Before agreeing to transfer Marri to the brig, however, the presiding judge in the case ruled that the White House would be barred from charging Marri again with the same crimes. In legal jargon, the original charges were "dismissed with prejudice," to protect Marri's right not to be placed in "double jeopardy." As a result, if the Obama Administration decides to charge him in the criminal system now, it has to bring a different set of charges, unless Marri's lawyers offer a deal. [James] Benjamin, the former [federal] prosecutor, insists that "there is a whole bag of tools for dealing with truly bad guys--there are many other statutes that the government could explore, including material support of terrorism, conspiracy charges, and mail- and wire-fraud charges." But, he suggests, by taking Marri outside the regular criminal system "there's no doubt they made all kinds of problems for themselves."

This is a point that's usually lost in debates over Bush terror policies. The argument against indefinite detentions and torture isn't that they degrade our moral standing and poison our national principles even if they keep us safer. It's that they degrade our moral standing and poison our national principles AND they make us LESS safe. But it's clear that part of the Bush administration's rationale for breaking free of the criminal justice system was precisely to insure that the possibility of a traditional trial would never be an option. Writes Mayer,

Andrew McCarthy, a former federal terrorism prosecutor who writes for National Review, defends Marri's transfer to the brig. "Sure, the criminal-justice system, by permitting Marri's pretrial detention, neutralized him, at least for a time," he says. "But there's always the chance the court will release a defendant on bail." Moreover, he argues that open criminal trials run many risks, including the accidental, or oblique, disclosure of classified information. It's also unclear how to handle witnesses who may themselves be terrorists: they may demand immunity before they will talk. Or it may be that their testimony was obtained by unsavory means, which could scuttle a conviction.

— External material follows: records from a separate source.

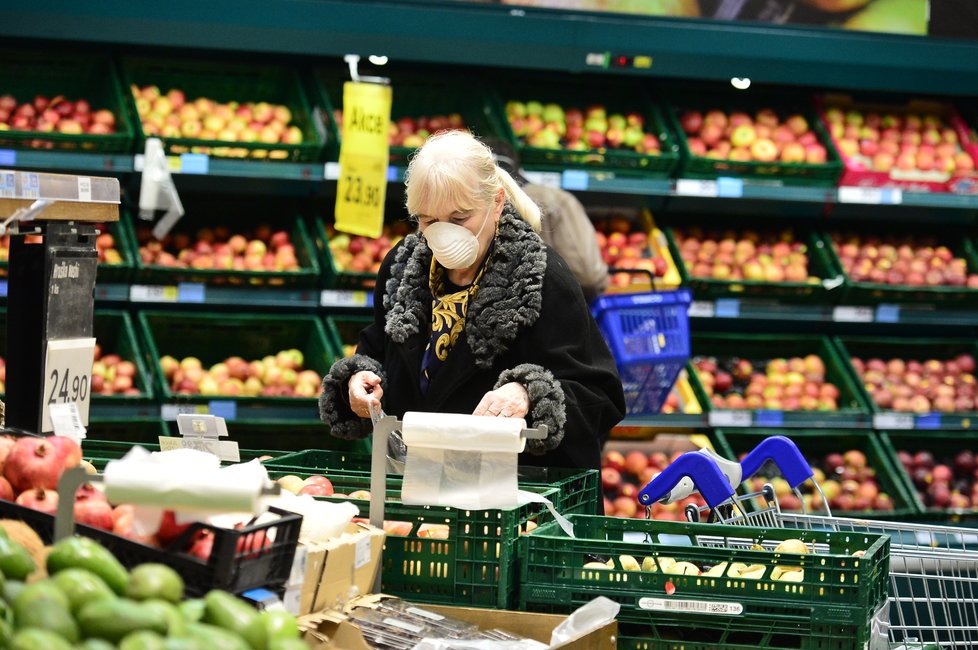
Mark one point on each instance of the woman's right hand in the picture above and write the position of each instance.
(364, 389)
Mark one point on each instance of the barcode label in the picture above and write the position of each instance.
(697, 606)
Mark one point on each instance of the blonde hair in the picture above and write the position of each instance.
(454, 168)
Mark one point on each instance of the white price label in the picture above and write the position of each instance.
(870, 195)
(893, 421)
(694, 187)
(852, 314)
(67, 377)
(729, 418)
(153, 293)
(695, 606)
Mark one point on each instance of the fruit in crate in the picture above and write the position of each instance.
(552, 126)
(412, 131)
(948, 482)
(358, 254)
(174, 115)
(765, 136)
(112, 375)
(623, 475)
(795, 384)
(915, 261)
(848, 482)
(912, 386)
(747, 255)
(278, 375)
(624, 245)
(906, 144)
(259, 249)
(56, 114)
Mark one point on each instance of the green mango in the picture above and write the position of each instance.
(84, 553)
(228, 611)
(15, 562)
(155, 581)
(35, 639)
(82, 587)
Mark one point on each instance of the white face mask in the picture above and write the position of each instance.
(454, 246)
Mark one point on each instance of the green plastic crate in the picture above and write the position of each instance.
(819, 265)
(618, 96)
(213, 337)
(307, 275)
(853, 410)
(919, 349)
(477, 565)
(944, 445)
(120, 273)
(114, 332)
(26, 74)
(872, 293)
(414, 95)
(815, 444)
(804, 174)
(227, 82)
(837, 590)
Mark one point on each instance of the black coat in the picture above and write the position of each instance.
(527, 323)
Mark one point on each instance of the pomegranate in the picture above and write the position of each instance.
(169, 528)
(32, 463)
(6, 444)
(6, 492)
(95, 513)
(68, 449)
(39, 499)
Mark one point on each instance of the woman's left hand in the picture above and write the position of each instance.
(508, 401)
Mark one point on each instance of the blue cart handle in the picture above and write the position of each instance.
(785, 454)
(701, 469)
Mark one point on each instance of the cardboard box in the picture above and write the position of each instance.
(340, 568)
(335, 633)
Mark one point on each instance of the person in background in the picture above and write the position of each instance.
(474, 314)
(566, 226)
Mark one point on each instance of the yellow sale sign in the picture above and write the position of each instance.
(362, 184)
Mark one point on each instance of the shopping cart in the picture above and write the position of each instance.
(933, 585)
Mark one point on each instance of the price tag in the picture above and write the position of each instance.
(336, 298)
(870, 195)
(362, 184)
(852, 314)
(66, 421)
(729, 418)
(695, 187)
(67, 376)
(153, 293)
(892, 421)
(701, 309)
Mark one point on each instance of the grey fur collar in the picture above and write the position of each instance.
(510, 294)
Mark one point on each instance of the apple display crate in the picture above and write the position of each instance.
(825, 290)
(758, 349)
(227, 82)
(213, 337)
(836, 605)
(815, 444)
(907, 349)
(943, 446)
(866, 292)
(239, 220)
(801, 173)
(616, 96)
(28, 74)
(648, 334)
(451, 556)
(416, 94)
(855, 170)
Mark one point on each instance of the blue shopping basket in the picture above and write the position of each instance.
(648, 334)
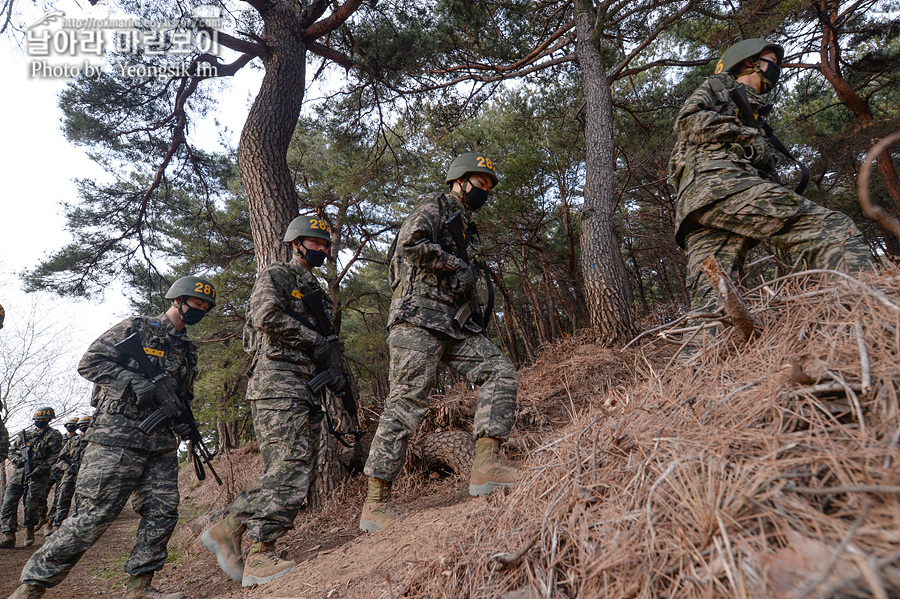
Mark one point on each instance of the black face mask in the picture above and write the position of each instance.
(314, 258)
(771, 74)
(476, 198)
(191, 315)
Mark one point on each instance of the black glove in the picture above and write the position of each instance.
(181, 429)
(465, 277)
(143, 389)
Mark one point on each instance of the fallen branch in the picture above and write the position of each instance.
(730, 299)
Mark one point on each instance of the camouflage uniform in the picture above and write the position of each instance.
(286, 418)
(44, 445)
(729, 199)
(69, 463)
(119, 459)
(424, 332)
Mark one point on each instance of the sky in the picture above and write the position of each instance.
(37, 171)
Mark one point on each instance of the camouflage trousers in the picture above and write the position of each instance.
(288, 430)
(728, 229)
(65, 491)
(34, 497)
(108, 476)
(415, 355)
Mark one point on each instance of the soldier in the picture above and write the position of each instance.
(430, 284)
(56, 473)
(286, 417)
(119, 459)
(728, 194)
(70, 464)
(33, 454)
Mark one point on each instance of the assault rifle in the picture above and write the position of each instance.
(333, 372)
(748, 117)
(170, 407)
(26, 455)
(470, 309)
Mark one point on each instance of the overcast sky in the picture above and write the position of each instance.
(37, 168)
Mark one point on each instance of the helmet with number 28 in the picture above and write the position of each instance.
(193, 287)
(469, 163)
(308, 226)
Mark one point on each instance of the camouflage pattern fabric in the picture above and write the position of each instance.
(4, 442)
(108, 477)
(65, 489)
(119, 413)
(729, 197)
(286, 418)
(45, 446)
(426, 291)
(415, 353)
(119, 460)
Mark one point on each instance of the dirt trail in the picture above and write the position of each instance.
(98, 574)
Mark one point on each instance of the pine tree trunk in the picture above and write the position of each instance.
(604, 283)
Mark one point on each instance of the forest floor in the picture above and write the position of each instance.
(762, 469)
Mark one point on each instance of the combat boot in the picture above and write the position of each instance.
(224, 541)
(138, 587)
(264, 565)
(28, 591)
(488, 472)
(379, 511)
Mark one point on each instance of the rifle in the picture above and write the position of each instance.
(334, 373)
(26, 454)
(471, 307)
(170, 407)
(748, 117)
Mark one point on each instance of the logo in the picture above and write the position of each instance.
(63, 46)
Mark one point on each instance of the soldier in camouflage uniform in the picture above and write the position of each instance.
(728, 195)
(287, 419)
(69, 463)
(33, 454)
(430, 283)
(119, 459)
(59, 467)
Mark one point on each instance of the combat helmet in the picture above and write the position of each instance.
(308, 226)
(45, 413)
(468, 163)
(741, 51)
(193, 287)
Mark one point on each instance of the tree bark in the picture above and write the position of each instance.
(262, 151)
(604, 287)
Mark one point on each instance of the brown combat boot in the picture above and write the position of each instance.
(264, 565)
(488, 472)
(224, 541)
(138, 587)
(379, 511)
(28, 591)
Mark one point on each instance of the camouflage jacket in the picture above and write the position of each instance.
(283, 342)
(43, 446)
(118, 412)
(70, 456)
(709, 161)
(426, 292)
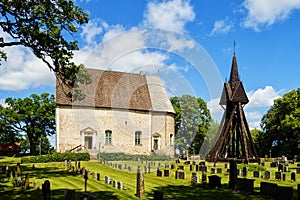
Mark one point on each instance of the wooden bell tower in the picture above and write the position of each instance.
(235, 141)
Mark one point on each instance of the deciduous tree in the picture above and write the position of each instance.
(43, 26)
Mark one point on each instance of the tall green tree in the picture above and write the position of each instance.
(47, 28)
(281, 126)
(34, 116)
(192, 120)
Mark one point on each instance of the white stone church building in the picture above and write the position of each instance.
(122, 112)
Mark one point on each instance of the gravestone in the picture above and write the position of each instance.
(167, 173)
(181, 175)
(268, 188)
(140, 191)
(293, 176)
(159, 173)
(106, 179)
(245, 185)
(120, 186)
(46, 190)
(256, 174)
(19, 169)
(232, 173)
(158, 195)
(280, 167)
(69, 194)
(204, 178)
(214, 181)
(245, 172)
(195, 178)
(273, 164)
(191, 167)
(115, 183)
(267, 175)
(278, 176)
(26, 187)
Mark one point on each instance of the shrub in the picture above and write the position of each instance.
(126, 157)
(56, 157)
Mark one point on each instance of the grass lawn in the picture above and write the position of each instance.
(61, 178)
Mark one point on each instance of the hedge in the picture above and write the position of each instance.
(56, 157)
(126, 157)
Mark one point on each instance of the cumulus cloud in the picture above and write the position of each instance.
(221, 27)
(263, 13)
(169, 14)
(262, 97)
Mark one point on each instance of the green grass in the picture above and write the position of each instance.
(60, 179)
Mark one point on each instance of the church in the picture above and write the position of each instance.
(121, 112)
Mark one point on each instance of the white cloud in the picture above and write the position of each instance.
(221, 27)
(169, 14)
(262, 97)
(267, 12)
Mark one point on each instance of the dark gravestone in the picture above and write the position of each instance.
(232, 173)
(69, 194)
(256, 174)
(204, 178)
(273, 164)
(158, 195)
(140, 190)
(191, 167)
(278, 176)
(181, 175)
(245, 172)
(46, 190)
(267, 175)
(159, 173)
(293, 176)
(268, 188)
(214, 181)
(167, 173)
(280, 167)
(98, 176)
(195, 178)
(245, 185)
(285, 193)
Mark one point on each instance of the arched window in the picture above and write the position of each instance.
(108, 134)
(137, 137)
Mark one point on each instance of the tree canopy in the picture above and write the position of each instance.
(281, 127)
(33, 116)
(192, 120)
(43, 26)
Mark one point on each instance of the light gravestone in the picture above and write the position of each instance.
(140, 190)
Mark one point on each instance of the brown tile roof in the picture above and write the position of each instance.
(110, 89)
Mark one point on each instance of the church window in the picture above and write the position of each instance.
(138, 137)
(108, 134)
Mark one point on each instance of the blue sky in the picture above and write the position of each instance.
(189, 44)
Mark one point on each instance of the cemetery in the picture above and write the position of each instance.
(169, 179)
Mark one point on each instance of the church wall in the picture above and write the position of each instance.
(73, 123)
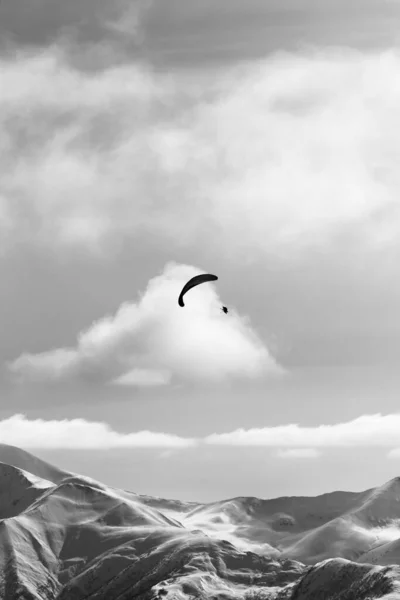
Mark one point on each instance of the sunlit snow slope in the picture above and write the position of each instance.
(67, 537)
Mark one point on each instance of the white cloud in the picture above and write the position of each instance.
(150, 341)
(367, 430)
(394, 453)
(79, 433)
(273, 158)
(298, 453)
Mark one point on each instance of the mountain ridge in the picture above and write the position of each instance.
(69, 537)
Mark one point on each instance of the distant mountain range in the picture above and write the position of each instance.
(68, 537)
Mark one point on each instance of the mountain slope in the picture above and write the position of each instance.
(67, 537)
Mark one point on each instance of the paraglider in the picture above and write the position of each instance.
(193, 282)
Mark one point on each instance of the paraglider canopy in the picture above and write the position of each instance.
(193, 282)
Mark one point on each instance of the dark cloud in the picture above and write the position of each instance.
(93, 30)
(181, 33)
(184, 33)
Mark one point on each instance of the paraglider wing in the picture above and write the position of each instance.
(193, 282)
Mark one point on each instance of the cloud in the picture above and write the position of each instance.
(394, 453)
(152, 340)
(81, 434)
(368, 430)
(298, 453)
(292, 154)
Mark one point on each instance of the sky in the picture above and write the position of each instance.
(145, 142)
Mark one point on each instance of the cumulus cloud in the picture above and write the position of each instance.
(81, 434)
(298, 453)
(287, 155)
(153, 340)
(367, 430)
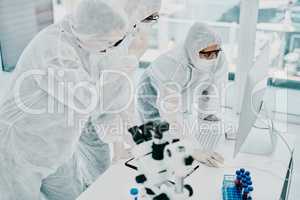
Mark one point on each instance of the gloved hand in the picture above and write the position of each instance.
(120, 152)
(211, 118)
(210, 159)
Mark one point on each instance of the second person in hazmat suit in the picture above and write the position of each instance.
(58, 83)
(187, 79)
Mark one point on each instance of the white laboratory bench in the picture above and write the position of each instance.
(268, 173)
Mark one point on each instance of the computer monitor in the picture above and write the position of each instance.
(256, 84)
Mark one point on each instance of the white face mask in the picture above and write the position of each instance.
(206, 65)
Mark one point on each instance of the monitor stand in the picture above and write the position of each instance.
(262, 140)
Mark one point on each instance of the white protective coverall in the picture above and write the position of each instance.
(43, 154)
(177, 82)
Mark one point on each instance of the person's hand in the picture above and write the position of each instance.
(210, 159)
(211, 118)
(120, 152)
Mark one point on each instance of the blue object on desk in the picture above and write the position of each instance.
(134, 193)
(230, 191)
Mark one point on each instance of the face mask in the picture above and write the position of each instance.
(206, 65)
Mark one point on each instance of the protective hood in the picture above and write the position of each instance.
(199, 37)
(100, 23)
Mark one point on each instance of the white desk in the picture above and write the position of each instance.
(268, 174)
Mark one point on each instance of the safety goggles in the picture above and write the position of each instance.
(209, 55)
(151, 19)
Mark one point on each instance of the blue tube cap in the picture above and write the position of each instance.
(134, 191)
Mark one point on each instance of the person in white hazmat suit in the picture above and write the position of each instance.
(143, 14)
(187, 79)
(57, 85)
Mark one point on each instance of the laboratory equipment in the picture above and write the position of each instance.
(238, 186)
(162, 161)
(134, 193)
(209, 135)
(258, 142)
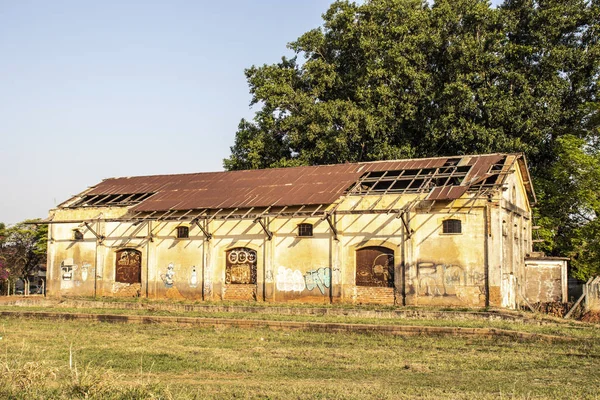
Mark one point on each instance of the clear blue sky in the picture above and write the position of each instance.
(97, 89)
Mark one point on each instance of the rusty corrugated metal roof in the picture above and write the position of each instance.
(311, 185)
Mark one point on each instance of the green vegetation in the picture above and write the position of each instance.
(538, 326)
(110, 361)
(389, 79)
(22, 248)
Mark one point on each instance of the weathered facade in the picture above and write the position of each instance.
(450, 231)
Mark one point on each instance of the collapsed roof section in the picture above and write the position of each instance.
(441, 178)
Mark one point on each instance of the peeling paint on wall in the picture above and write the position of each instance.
(336, 274)
(289, 280)
(167, 277)
(446, 280)
(193, 277)
(318, 278)
(84, 271)
(207, 281)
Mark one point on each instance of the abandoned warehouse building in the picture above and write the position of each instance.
(446, 231)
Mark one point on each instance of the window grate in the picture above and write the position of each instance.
(183, 232)
(304, 230)
(452, 226)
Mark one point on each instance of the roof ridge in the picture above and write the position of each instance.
(308, 166)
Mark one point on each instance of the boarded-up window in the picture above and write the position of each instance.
(183, 232)
(452, 226)
(304, 229)
(240, 266)
(128, 266)
(375, 267)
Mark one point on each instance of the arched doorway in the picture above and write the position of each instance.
(375, 267)
(240, 274)
(128, 266)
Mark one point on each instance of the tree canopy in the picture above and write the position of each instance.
(390, 79)
(22, 248)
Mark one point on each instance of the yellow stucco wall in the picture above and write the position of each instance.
(430, 267)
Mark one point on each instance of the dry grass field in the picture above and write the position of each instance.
(62, 359)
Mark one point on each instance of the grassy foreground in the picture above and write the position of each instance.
(77, 359)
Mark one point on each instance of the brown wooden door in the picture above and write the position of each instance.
(375, 267)
(128, 266)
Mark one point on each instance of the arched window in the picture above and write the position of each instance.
(240, 266)
(128, 266)
(183, 232)
(304, 229)
(77, 235)
(375, 267)
(452, 226)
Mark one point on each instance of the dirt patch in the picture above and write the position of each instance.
(591, 317)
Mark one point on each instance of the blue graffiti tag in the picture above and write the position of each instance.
(320, 278)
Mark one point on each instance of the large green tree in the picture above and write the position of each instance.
(389, 79)
(23, 247)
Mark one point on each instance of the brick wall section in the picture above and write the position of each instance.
(240, 292)
(374, 295)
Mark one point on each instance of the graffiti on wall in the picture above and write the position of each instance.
(67, 269)
(269, 276)
(289, 280)
(128, 268)
(207, 280)
(193, 277)
(240, 266)
(336, 274)
(168, 276)
(445, 279)
(318, 278)
(85, 267)
(375, 267)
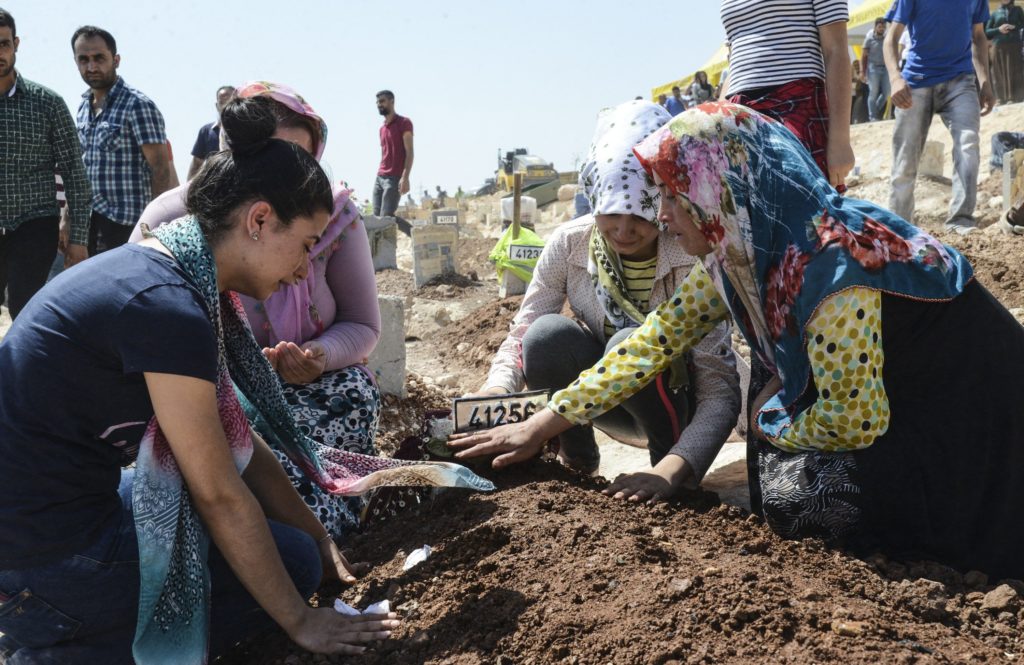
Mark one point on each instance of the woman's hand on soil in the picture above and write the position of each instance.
(656, 485)
(336, 566)
(512, 444)
(298, 364)
(325, 631)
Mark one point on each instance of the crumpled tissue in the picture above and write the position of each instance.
(416, 557)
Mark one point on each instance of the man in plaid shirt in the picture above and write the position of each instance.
(123, 140)
(37, 136)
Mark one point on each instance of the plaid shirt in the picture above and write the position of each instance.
(37, 137)
(112, 149)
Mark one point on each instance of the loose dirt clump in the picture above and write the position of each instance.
(470, 343)
(401, 417)
(997, 261)
(444, 287)
(547, 570)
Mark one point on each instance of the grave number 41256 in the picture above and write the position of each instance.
(494, 415)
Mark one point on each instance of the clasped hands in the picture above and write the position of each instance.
(297, 364)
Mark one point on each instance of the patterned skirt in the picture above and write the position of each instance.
(340, 410)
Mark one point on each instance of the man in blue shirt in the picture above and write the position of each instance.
(208, 140)
(872, 70)
(123, 141)
(945, 66)
(675, 105)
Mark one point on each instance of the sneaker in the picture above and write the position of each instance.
(961, 227)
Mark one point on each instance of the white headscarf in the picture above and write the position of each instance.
(612, 178)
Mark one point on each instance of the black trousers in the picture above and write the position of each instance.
(26, 256)
(105, 234)
(556, 349)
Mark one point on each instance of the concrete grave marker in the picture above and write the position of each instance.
(932, 159)
(388, 360)
(449, 216)
(434, 248)
(1013, 177)
(383, 236)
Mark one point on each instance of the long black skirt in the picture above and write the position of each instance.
(946, 480)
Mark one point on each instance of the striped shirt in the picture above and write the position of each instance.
(37, 138)
(776, 41)
(122, 181)
(639, 278)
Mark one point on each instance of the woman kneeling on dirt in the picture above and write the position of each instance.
(894, 418)
(613, 266)
(142, 355)
(318, 331)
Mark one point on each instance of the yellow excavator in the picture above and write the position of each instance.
(535, 170)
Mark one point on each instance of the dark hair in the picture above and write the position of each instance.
(91, 31)
(256, 168)
(6, 21)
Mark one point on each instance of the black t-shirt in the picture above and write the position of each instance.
(73, 400)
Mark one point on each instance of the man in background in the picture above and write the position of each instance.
(37, 137)
(208, 140)
(123, 141)
(946, 65)
(675, 105)
(873, 72)
(396, 157)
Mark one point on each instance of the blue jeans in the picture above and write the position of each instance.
(84, 609)
(386, 196)
(956, 102)
(878, 90)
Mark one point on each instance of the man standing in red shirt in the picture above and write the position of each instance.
(396, 157)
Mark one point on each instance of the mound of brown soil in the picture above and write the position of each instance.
(549, 571)
(443, 287)
(469, 344)
(997, 260)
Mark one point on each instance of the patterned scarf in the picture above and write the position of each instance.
(174, 593)
(782, 239)
(615, 183)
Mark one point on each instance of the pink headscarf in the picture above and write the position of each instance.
(289, 308)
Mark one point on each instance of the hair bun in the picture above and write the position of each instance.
(248, 124)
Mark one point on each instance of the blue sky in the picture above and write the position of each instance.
(473, 76)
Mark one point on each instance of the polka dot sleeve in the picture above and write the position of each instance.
(677, 325)
(844, 344)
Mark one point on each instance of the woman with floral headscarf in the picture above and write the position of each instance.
(612, 267)
(894, 418)
(317, 332)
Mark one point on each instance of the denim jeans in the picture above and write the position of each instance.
(386, 196)
(956, 102)
(878, 90)
(84, 608)
(556, 349)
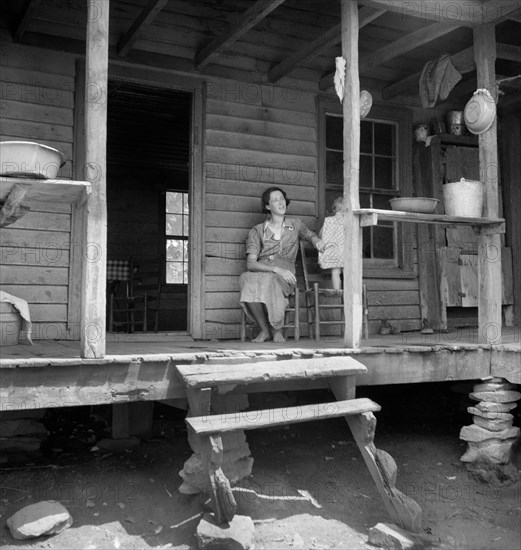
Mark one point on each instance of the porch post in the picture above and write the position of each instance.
(489, 251)
(353, 232)
(93, 292)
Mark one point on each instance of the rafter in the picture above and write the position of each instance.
(144, 19)
(463, 61)
(508, 52)
(320, 45)
(28, 11)
(249, 19)
(468, 13)
(399, 47)
(497, 12)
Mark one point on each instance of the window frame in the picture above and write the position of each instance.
(166, 237)
(402, 266)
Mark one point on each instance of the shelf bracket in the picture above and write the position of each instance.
(366, 220)
(12, 209)
(492, 229)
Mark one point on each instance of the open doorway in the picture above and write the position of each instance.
(148, 190)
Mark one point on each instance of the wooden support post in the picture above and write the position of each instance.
(223, 501)
(93, 294)
(353, 232)
(489, 251)
(120, 420)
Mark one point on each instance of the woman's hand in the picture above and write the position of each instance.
(320, 245)
(287, 275)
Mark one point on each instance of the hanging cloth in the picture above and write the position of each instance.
(437, 79)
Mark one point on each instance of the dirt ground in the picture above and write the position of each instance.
(130, 500)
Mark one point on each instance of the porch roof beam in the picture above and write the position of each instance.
(399, 47)
(248, 19)
(320, 45)
(463, 61)
(29, 8)
(144, 19)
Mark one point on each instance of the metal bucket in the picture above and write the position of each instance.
(463, 198)
(10, 324)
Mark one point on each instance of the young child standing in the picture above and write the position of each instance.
(332, 235)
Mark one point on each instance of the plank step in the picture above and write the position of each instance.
(251, 420)
(205, 376)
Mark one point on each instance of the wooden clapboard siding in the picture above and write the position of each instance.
(35, 251)
(256, 137)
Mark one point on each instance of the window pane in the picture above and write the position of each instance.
(334, 132)
(383, 242)
(381, 202)
(331, 195)
(384, 176)
(383, 139)
(365, 200)
(174, 224)
(174, 273)
(366, 137)
(174, 202)
(174, 250)
(334, 167)
(366, 171)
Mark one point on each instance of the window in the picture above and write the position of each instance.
(384, 159)
(176, 230)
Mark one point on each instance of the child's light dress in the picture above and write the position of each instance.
(333, 237)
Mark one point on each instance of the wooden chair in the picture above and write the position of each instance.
(319, 295)
(125, 309)
(321, 298)
(291, 315)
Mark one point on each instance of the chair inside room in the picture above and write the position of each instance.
(126, 311)
(324, 304)
(291, 315)
(148, 284)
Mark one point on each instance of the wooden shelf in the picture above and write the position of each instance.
(450, 139)
(371, 216)
(55, 191)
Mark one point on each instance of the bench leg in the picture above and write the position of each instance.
(223, 501)
(403, 510)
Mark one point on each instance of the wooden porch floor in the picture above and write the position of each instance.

Certainly it's no surprise that there are many prosecutors who feel that defendants' rights ought to be curtailed. But logic like McCarthy's is cruelly twisted: evidence obtained by torture is inadmissable, but rather than not torture people, we'd better just forgo trials altogether and lock up all the suspects forever.

More broadly, the argument from McCarthy and all those who insist civilian courts can't handle terrorism suspects is, at its root: We can't try them because there's a chance we'll lose. But this is an argument that can be made about any trial. It's a short hop skip and a jump from making this argument about terrorism prosecutions to making it about all cases involving crimes we find particularly reprehensible. After all, we could try a case against a suspected child molester, but wouldn't our children be safer if we just locked the suspect up - you know, just to be safe?

If the lawyers and politicians and pundits and former Bush officials want to make the argument to the American people that the criminal justice system needs to be modified so that in some cases, the government can substitute its own judgment for a fair trial, they should make that argument. How anyone can possibly have faith that the government "knows" that some of its detainees are "bad guys" - given how much else the government has "known" over the last eight years - is beyond me. But hey, let's have the debate.

But let's not pretend that terrorism cases are inherently harder to prosecute in civilian courts than other cases. I don't like the idea of trying and releasing someone who may be guilty or dangerous any more than the next guy. But if that happens, let's not make the mistake of blaming Obama for giving them trials. If police misconduct in a murder case taints the evidence, prosecutors don't get just to keep the suspect locked up for fear of losing their case. If we have to let dangerous men go free, it will be because of the poor judgment, bad decisions, and extralegal shenanigans of the Bush administration.